HIGH AND LOW (TENGOKU TO JIGOKU) (Akira Kurosawa, 1963)
323 Sixth Ave. at West Third St.
June 17-19, $13, 11:00 am
Series continues through September 11
On the verge of being forced out of the company he has dedicated his life to, National Shoes executive Kingo Gondo’s (Toshirō Mifune) life is thrown into further disarray when kidnappers claim to have taken his son, Jun (Toshio Egi), and are demanding a huge ransom for his safe return. But when Gondo discovers that they have mistakenly grabbed Shinichi (Masahiko Shimazu), the son of his chauffeur, Aoki (Yutaka Sada), he at first refuses to pay. But at the insistence of his wife (Kyogo Kagawa), the begging of Aoki, and the advice of police inspector Taguchi (Kenjiro Ishiyama), he reconsiders his decision, setting in motion a riveting police procedural that is filled with tense emotion.
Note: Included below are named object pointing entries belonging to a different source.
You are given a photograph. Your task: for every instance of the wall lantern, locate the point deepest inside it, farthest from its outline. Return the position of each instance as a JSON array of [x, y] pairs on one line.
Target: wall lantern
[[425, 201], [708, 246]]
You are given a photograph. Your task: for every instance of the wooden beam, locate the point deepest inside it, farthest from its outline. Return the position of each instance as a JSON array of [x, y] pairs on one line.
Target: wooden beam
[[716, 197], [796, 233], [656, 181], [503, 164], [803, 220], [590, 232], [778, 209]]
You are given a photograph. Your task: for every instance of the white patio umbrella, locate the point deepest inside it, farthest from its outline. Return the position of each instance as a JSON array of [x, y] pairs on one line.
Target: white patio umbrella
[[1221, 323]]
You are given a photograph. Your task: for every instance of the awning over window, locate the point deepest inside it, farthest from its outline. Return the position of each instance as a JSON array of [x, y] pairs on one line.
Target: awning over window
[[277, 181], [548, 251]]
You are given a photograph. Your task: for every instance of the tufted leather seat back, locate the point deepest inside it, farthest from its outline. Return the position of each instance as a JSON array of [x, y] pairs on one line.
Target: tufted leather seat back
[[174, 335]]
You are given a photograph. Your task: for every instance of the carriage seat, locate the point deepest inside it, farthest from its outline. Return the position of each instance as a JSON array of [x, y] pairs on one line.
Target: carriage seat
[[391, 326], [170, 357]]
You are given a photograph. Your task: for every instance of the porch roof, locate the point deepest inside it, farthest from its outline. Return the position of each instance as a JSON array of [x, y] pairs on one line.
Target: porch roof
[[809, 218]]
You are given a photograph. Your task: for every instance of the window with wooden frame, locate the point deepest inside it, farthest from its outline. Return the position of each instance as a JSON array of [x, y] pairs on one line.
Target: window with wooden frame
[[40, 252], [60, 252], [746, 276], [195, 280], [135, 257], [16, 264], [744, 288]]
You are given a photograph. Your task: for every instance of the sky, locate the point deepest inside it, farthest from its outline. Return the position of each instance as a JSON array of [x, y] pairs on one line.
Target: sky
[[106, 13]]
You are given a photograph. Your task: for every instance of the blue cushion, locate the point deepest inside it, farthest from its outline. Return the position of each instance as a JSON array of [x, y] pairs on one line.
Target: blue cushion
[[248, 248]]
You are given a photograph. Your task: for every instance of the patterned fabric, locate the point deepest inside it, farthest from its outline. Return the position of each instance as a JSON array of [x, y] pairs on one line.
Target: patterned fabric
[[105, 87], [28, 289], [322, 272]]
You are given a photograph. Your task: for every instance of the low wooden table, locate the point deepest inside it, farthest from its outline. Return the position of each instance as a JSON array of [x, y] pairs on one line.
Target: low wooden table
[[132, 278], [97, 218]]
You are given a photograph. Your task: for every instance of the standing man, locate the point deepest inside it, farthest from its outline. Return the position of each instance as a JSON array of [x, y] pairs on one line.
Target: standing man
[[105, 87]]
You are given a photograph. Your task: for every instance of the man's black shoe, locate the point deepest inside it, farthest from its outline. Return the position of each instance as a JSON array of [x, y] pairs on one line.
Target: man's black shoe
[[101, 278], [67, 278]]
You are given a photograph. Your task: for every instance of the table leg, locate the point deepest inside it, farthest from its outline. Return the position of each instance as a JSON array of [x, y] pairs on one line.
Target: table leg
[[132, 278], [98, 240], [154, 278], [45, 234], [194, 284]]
Loosely based on Ed McBain’s 87th Precinct novel King’s Ransom, High and Low is divided into two primary sections: the first half takes place in Gondo’s luxury home, orchestrated like a stage play as the characters are developed and the plan takes hold. The second part of the film follows the police, under the leadership of Chief Detective Tokura (Tatsuya Nakadai), as they hit the streets of the seedier side of Yokohama in search of the kidnappers. Known in Japan as Tengoku to Jigoku, which translates as Heaven and Hell, High and Low is an expert noir, a subtle masterpiece that tackles numerous socioeconomic and cultural issues as Gondo weighs the fate of his business against the fate of a small child; it all manages to feel as fresh and relevant today as it probably did back in the ’60s. It is screening at 11:00 am June 17-19 as part of the IFC Center’s Weekend Classics: Kurosawa series, which continues June 24-26 with Dodes’ka-Den (1970) and July 1-4 with Seven Samurai (1954).